Ik kijk hem aan en zie in zijn vriendelijke, bruine ogen een oprechtheid die ik niet had verwacht. Hij spreekt de naam perfect uit, waardoor ik weet dat hij het Mandarijn beheerst. Nog belangrijker is dat hij weet dat een goed wapen gerespecteerd dient te worden uit eerbied voor het talent van de maker en alle eeuwen die het heeft overleefd.

‘Komt u mee,’ zeg ik. ‘Bella, neem de klas van me over.’

Ik ga de bezoekers voor naar mijn kantoor en doe de deur dicht. Dan haal ik een sleutel uit mijn zak en ontsluit de kast waarin de in zijde gewikkelde bundel op de plank ligt. Ik bied hem met beide handen aan doctor Cherry aan.

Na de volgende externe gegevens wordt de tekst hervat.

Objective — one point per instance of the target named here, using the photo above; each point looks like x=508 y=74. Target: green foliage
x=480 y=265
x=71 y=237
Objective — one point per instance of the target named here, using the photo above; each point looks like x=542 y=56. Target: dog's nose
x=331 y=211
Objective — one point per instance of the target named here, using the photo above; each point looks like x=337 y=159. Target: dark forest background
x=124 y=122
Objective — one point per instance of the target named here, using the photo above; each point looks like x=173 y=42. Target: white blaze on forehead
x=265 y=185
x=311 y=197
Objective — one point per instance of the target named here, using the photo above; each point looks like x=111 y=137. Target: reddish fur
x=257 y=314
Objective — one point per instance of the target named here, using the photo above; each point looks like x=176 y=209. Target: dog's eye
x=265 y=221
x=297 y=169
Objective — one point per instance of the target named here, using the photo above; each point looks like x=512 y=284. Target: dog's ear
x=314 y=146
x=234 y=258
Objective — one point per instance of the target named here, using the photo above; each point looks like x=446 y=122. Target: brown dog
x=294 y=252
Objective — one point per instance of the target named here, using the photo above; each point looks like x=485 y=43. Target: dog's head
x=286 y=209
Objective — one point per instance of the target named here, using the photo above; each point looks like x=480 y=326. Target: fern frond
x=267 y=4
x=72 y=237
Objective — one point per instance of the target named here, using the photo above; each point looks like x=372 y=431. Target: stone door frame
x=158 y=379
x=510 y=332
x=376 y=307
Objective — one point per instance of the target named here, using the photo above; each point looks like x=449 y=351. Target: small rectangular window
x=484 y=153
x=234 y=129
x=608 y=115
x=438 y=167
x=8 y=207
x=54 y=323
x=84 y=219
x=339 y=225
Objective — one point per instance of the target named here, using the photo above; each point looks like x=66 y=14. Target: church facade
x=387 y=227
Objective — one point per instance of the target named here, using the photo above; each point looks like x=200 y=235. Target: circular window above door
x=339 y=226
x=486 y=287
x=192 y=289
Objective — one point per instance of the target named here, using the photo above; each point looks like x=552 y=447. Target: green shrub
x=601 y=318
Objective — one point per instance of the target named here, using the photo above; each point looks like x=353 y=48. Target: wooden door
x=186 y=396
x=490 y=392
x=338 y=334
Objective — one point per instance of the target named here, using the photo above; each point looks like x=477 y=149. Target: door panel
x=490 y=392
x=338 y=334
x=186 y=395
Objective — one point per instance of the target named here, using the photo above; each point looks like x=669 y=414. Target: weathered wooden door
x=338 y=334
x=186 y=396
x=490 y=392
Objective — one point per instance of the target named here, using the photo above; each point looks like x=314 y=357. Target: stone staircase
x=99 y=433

Hij maakt een lichte buiging, neemt hem van me over en legt hem voorzichtig op mijn bureau. Rechercheurs Rizzoli en Frost kijken toe als hij de rode zijde lap openvouwt en het in de schede gestoken wapen zichtbaar wordt. Hij neemt een ogenblik de tijd om de schede te bekijken, die is vervaardigd van gelakt hout met bronzen decoraties. Het handvat is eveneens van gelakt hout, maar overtrokken met de groen geverfde huid van een pijlstaartrog. Als hij het zwaard uit de schede trekt, maakt de kling een muzikaal geluid dat me een rilling van genot bezorgt.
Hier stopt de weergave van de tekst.